Уже почти два года, как я являюсь полноправным гражданином Федерации Ремотус, а такого статуса оказавшиеся здесь удостаиваются ровно после года испытательного срока.
Неужели с того дня, как Судьба забросила меня в Москву, пролетели без малого три года?
– Я люблю тебя, – примирительно говорю я, покрывая поцелуями шею Мирославы, одновременно расстегивая пуговицы на ее блузке.
Мирослава одним ловким движением развязывает пояс на моем халате и сбрасывает его с плеч…
Когда я снова смотрю на часы, они показывают уже 07:30.
– Мне пора, любимый. – Мирослава встает с постели и направляется к шкафу-синтезатору, собирая свою разбросанную по полу одежду. – В Институте третьи сутки подряд работаем как проклятые! Я даже не успела выбрать тебе подарок, прости. – Открыв дверцу, она заходит внутрь. Одной рукой сжимает скомканную одежду, а другой посылает мне воздушный поцелуй. – До вечера! Если не успею к десяти, начинайте праздновать без меня, ладно?
Дверца серебристого шкафа бесшумно закрывается. Еще пара мгновений – и андроид Мирославы, судя по загоревшейся снаружи лампочке, благополучно разложен обратно на атомы.
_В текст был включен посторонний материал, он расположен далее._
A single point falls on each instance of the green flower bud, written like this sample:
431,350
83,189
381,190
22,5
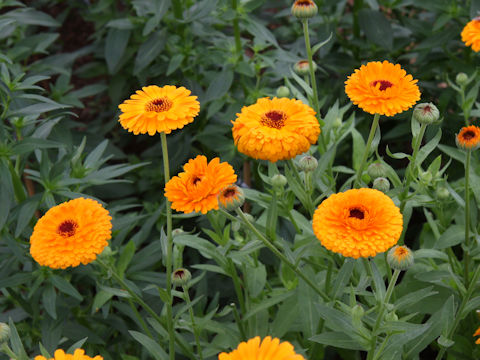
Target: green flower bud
461,79
377,169
302,68
283,91
279,180
4,332
230,197
180,277
304,9
381,184
400,257
308,163
426,113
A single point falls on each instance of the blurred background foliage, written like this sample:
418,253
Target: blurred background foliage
66,65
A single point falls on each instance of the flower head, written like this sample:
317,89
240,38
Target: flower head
197,188
471,34
268,349
468,138
358,223
231,197
79,354
275,129
71,233
382,88
158,109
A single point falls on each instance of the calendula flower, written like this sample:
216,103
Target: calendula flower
275,129
79,354
197,188
471,34
468,138
477,333
268,349
158,109
71,233
358,223
382,88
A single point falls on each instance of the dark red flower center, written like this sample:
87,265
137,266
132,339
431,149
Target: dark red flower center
67,228
468,135
274,119
357,213
384,84
159,105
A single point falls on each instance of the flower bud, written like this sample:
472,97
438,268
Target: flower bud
180,277
381,184
308,163
279,180
230,197
302,68
426,113
377,169
4,332
461,79
304,9
400,257
283,91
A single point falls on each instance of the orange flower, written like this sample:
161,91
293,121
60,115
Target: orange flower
158,109
197,188
79,354
268,349
468,138
71,233
477,333
275,129
382,88
358,223
471,34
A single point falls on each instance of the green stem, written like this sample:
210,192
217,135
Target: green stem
460,314
467,217
282,257
192,319
316,106
169,255
373,129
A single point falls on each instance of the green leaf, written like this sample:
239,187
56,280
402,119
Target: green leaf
115,45
149,50
152,346
376,27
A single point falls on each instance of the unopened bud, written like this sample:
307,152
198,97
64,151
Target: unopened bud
180,277
461,79
304,9
283,91
426,113
381,184
400,257
377,169
278,180
302,68
308,163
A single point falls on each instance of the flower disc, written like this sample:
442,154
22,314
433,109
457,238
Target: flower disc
275,129
71,233
358,223
382,88
197,188
471,34
158,109
268,349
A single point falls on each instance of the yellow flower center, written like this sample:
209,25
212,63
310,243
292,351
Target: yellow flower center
67,228
159,105
384,84
274,119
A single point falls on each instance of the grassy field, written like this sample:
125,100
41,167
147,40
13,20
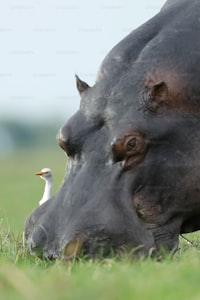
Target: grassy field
23,276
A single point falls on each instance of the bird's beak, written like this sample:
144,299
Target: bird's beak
40,173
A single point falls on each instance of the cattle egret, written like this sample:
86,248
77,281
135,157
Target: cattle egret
46,174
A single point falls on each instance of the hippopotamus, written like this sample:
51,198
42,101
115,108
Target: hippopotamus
133,170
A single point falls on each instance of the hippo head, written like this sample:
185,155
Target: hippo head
133,173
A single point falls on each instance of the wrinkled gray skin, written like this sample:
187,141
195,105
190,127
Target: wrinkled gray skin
133,174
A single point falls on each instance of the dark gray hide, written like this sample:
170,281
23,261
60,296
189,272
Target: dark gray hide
133,172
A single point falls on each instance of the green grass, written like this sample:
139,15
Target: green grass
23,276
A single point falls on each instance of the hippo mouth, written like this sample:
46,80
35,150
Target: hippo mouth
99,247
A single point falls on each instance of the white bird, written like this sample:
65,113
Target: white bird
46,174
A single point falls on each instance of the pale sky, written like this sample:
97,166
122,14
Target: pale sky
43,43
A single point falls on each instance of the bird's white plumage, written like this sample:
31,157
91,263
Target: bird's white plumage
46,174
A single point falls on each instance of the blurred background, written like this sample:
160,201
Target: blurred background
44,43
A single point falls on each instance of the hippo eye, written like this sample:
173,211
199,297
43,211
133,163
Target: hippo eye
130,149
130,144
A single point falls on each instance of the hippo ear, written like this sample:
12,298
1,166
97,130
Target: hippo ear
81,85
158,96
159,90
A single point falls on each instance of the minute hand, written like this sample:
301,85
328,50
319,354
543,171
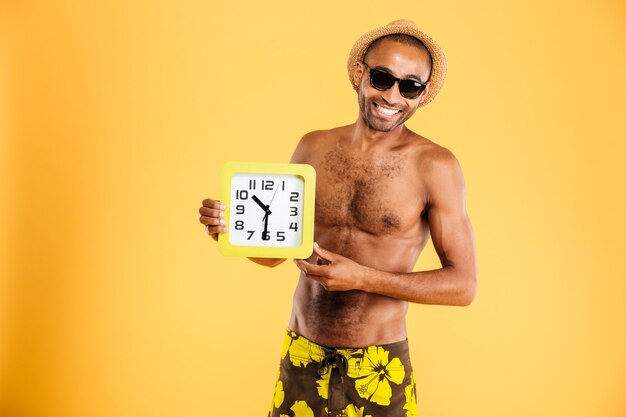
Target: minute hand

Вместе со всеми его шмотками.
Кстати, а они-то на кой были нужны?!
Когда я захожу в ванную, мои губы сами собой принимаются насвистывать какую-то грустную, но необычайно красивую мелодию. Где же я ее слышал? Ее исполнял, кажется, женский голос. Такой высокий и чуть резковатый.
Покончив с душем – но так и не вспомнив ни слов, ни названия песни, – еще из прихожей я громко кричу:
– Покажи каталог завтрака!
Подойдя к атомному синтезатору, которому была адресована команда, поднимаю и накидываю на плечи провалявшийся всё это время на полу халат.
– Нет, не надо, – передумываю я. – Убери каталог. Любая яичница и любой кофе.
«СТОИМОСТЬ: 4 РЕМО».
Сообщение загорается под описанием заказа, который синтезатор сделал за меня сам методом случайной выборки из сотен – или даже тысяч? – вариантов яичниц и кофе, содержащихся в его каталоге. Начинает настойчиво мигать оранжевый диск справа, и дисплей, как обычно, поясняет: «ОПЛАТИТЬ».
Я прикасаюсь к диску правой рукой.
«ПОДТВЕРДИТЬ ОПЛАТУ».
После повторного прикосновения дверца синтезатора любезно открывается – и я забираю оттуда яичницу-глазунью по-румынски и латте макиато. По крайней мере так следует из описания на дисплее. А не верить ему у меня вообще-то нет никаких оснований.
«Не зацикливайся на деньгах, Ингви». Кажется, так она сказала…
А кто зацикливается?! Если бы я действительно зацикливался, то неужели только что выкинул бы половину ремо – или что-то около того – на этот поднос, эту тарелку, на этот бокал, нож, вилку и даже на ложку с соломинкой для кофе?